Bryce Canyon is the third National Park we’ve seen these past few weeks. Grand Canyon is a geological feature carved over 6,000,000 years by the Colorado River and its flash floods with sporadic tinkering from volcanic eruptions. Zion is a middle-aged canyon created by the much smaller Virgin River which began its work about 2,500,000 years ago. Bryce has no river but was formed by “differential erosion” and “ice wedging”. The former results from varying degrees of rock hardness and vulnerability to acid rain, formed naturally for a billion years by rain combining with carbon dioxide to form weak carbonic acid, which is good at dissolving limestone. Ice Wedging is the same force that in freezing weather breaks water pipes, pavement, and rocks. Bryce has around 200 freezes and thaws annually, and over a few million years a lot of rock will break up, fall, and wash away after major rainfalls. That’s Bryce’s erosion.

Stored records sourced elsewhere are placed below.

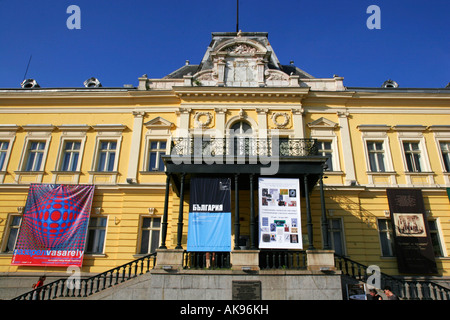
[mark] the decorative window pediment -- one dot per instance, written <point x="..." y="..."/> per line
<point x="159" y="123"/>
<point x="322" y="123"/>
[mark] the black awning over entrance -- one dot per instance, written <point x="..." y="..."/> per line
<point x="244" y="174"/>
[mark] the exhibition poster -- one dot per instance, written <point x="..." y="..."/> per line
<point x="279" y="213"/>
<point x="209" y="227"/>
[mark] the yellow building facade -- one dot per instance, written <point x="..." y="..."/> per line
<point x="121" y="139"/>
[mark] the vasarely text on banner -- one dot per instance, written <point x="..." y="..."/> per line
<point x="54" y="225"/>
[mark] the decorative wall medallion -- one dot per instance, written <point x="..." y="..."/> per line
<point x="202" y="119"/>
<point x="283" y="116"/>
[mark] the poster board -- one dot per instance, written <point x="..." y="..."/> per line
<point x="279" y="213"/>
<point x="209" y="227"/>
<point x="412" y="240"/>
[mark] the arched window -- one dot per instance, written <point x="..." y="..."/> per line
<point x="241" y="127"/>
<point x="241" y="132"/>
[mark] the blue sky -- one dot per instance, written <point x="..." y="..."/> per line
<point x="121" y="40"/>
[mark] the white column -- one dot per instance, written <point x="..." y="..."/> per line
<point x="298" y="124"/>
<point x="135" y="146"/>
<point x="349" y="166"/>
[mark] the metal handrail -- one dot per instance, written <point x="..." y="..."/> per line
<point x="68" y="287"/>
<point x="405" y="289"/>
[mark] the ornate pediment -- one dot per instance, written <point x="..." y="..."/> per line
<point x="322" y="123"/>
<point x="159" y="123"/>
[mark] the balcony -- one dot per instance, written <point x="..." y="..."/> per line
<point x="241" y="148"/>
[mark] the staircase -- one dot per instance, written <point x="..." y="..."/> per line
<point x="82" y="288"/>
<point x="404" y="289"/>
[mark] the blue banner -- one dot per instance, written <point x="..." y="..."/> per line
<point x="209" y="226"/>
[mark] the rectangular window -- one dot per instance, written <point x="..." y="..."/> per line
<point x="445" y="150"/>
<point x="106" y="156"/>
<point x="13" y="231"/>
<point x="3" y="152"/>
<point x="35" y="155"/>
<point x="150" y="231"/>
<point x="386" y="237"/>
<point x="157" y="150"/>
<point x="326" y="151"/>
<point x="412" y="156"/>
<point x="70" y="156"/>
<point x="96" y="235"/>
<point x="435" y="238"/>
<point x="336" y="236"/>
<point x="376" y="156"/>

The fossil record at GCNP is limited to the oldest life forms, plants and trilobites. Zion’s top layers of rock are more recent but are mostly footprints of early dinosaurs. Bryce is younger still, and finds here include a fossil skull of a Deinosuchus, an armored crocodile that grew to 40 feet in length and weighed eight tons. 75,000,000 years back that bad boy was the apex predator of swamps and lakes, capable even of taking down the largest dinosaurs.

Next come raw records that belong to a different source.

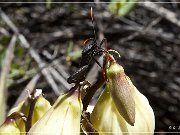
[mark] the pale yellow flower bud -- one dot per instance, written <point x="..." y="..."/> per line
<point x="11" y="126"/>
<point x="112" y="113"/>
<point x="41" y="107"/>
<point x="63" y="118"/>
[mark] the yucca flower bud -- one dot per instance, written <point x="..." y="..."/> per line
<point x="63" y="118"/>
<point x="122" y="108"/>
<point x="41" y="107"/>
<point x="11" y="126"/>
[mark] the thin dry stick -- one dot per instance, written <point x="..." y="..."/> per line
<point x="4" y="75"/>
<point x="34" y="54"/>
<point x="143" y="31"/>
<point x="30" y="86"/>
<point x="163" y="12"/>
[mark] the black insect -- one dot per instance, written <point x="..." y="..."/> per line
<point x="90" y="51"/>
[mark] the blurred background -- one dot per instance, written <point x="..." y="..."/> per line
<point x="41" y="44"/>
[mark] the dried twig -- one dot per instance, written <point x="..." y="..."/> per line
<point x="169" y="15"/>
<point x="4" y="75"/>
<point x="30" y="86"/>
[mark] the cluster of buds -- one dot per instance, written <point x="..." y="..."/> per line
<point x="121" y="109"/>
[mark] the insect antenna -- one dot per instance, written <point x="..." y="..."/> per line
<point x="92" y="19"/>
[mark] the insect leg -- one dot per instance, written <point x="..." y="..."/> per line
<point x="104" y="40"/>
<point x="97" y="62"/>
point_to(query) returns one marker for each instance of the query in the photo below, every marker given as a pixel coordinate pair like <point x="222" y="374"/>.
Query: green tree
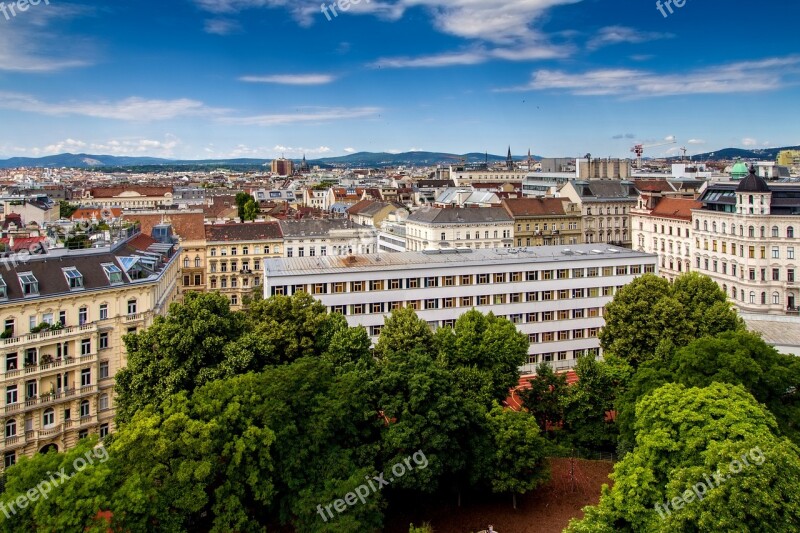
<point x="735" y="357"/>
<point x="544" y="399"/>
<point x="649" y="318"/>
<point x="250" y="210"/>
<point x="66" y="209"/>
<point x="589" y="403"/>
<point x="684" y="436"/>
<point x="518" y="464"/>
<point x="176" y="353"/>
<point x="242" y="199"/>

All these parks have peaks, plateaus, and buttes created by tectonic plate movement and uplift, and all were once beneath a vast ocean. All had similar layers of sedimentary rock. Much later came the erosion, and the formation of these three very different canyons. Bryce is not a canyon but is a series of sandstone/limestone amphitheatres, plateaus, arches, and hoodoos (columns or pinnacles).

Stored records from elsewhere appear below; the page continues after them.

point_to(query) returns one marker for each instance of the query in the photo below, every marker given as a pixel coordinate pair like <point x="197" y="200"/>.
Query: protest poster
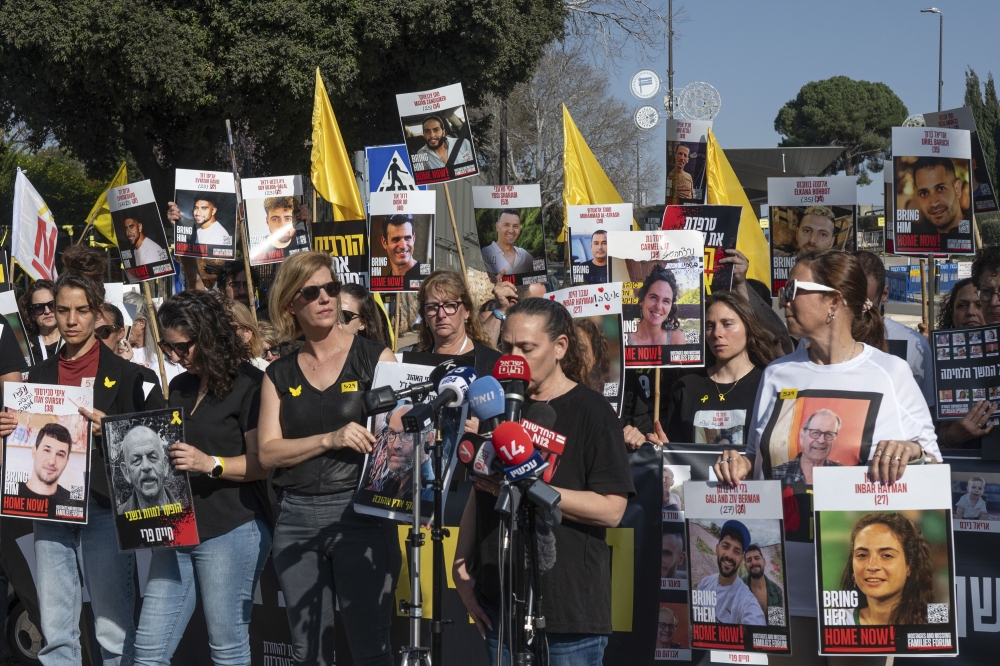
<point x="386" y="485"/>
<point x="347" y="244"/>
<point x="588" y="233"/>
<point x="207" y="201"/>
<point x="437" y="134"/>
<point x="511" y="234"/>
<point x="984" y="196"/>
<point x="153" y="502"/>
<point x="720" y="225"/>
<point x="273" y="231"/>
<point x="404" y="253"/>
<point x="663" y="309"/>
<point x="885" y="563"/>
<point x="811" y="213"/>
<point x="46" y="460"/>
<point x="139" y="230"/>
<point x="596" y="311"/>
<point x="737" y="563"/>
<point x="932" y="198"/>
<point x="687" y="154"/>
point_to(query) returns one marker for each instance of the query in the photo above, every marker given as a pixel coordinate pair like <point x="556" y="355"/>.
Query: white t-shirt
<point x="846" y="389"/>
<point x="734" y="604"/>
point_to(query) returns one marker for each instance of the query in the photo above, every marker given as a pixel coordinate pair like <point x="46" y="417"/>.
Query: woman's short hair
<point x="293" y="273"/>
<point x="453" y="287"/>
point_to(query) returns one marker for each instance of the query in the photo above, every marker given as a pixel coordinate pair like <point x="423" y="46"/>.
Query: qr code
<point x="937" y="613"/>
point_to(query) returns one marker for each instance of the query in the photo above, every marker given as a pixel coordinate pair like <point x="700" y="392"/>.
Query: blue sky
<point x="758" y="54"/>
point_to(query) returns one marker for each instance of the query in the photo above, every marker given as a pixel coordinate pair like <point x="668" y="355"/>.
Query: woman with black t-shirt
<point x="312" y="432"/>
<point x="593" y="477"/>
<point x="220" y="395"/>
<point x="712" y="405"/>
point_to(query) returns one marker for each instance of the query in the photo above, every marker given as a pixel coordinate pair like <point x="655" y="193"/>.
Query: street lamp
<point x="935" y="10"/>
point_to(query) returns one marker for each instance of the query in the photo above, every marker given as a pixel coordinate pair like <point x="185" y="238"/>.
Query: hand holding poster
<point x="511" y="235"/>
<point x="662" y="306"/>
<point x="139" y="229"/>
<point x="46" y="460"/>
<point x="437" y="134"/>
<point x="885" y="563"/>
<point x="932" y="194"/>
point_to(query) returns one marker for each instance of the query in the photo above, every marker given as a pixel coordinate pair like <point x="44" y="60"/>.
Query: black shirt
<point x="696" y="414"/>
<point x="577" y="590"/>
<point x="218" y="427"/>
<point x="307" y="411"/>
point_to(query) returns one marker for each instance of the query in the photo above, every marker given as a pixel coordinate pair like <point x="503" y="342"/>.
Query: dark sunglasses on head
<point x="38" y="309"/>
<point x="311" y="293"/>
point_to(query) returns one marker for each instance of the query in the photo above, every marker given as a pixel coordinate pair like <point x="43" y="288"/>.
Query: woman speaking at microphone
<point x="592" y="476"/>
<point x="312" y="432"/>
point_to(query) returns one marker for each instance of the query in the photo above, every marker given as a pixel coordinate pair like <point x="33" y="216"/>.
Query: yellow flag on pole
<point x="100" y="213"/>
<point x="332" y="173"/>
<point x="584" y="181"/>
<point x="724" y="188"/>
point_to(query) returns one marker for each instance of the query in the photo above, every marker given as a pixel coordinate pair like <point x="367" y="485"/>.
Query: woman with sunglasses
<point x="220" y="395"/>
<point x="362" y="315"/>
<point x="38" y="312"/>
<point x="312" y="432"/>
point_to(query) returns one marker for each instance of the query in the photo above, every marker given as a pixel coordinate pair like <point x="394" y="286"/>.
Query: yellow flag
<point x="100" y="213"/>
<point x="724" y="188"/>
<point x="332" y="174"/>
<point x="584" y="181"/>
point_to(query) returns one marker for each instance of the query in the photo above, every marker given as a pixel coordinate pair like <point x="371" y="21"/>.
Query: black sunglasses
<point x="311" y="293"/>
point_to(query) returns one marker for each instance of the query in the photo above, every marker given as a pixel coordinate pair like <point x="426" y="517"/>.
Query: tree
<point x="534" y="126"/>
<point x="858" y="115"/>
<point x="157" y="80"/>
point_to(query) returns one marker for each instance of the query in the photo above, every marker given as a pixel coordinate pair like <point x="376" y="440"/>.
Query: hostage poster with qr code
<point x="736" y="548"/>
<point x="885" y="563"/>
<point x="46" y="460"/>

In April 2013 we published Faraday’s Cage, perhaps our most popular post ever. It explained the phenomena of lightning strikes having no impact on beings within closed cages made of conductive materials, such as cars, planes, and trains. Yesterday at Bryce we took a free, four-hour bus tour called “Rainbow Point”. Our driver narrated it, and showed us a fine specimen of one of North America’s hardiest plants, the Limber Pine. Its younger branches can be tied into a knot and untied without damage, and it actually prefers soil so bad that nothing else can grow there. Lightning usually kills trees instantly by boiling their sap with the steam blowing ‘em up. This pine has a big lightning scar, and according to guide Spike, the tree lived because it had been raining a while before the strike. “Dry strikes always kill a tree; they usually survive a wet strike.” Water is a good conductor of electricity. In a wet strike the tree, a non-conductor, is encased and given some protection by that water. The cage effect carries most of the juice to ground with minor damage to the tree.
I sure miss Carl Sagan and Mr. Wizard: they made science so interesting!
Another thing: Bryce is one beautiful park.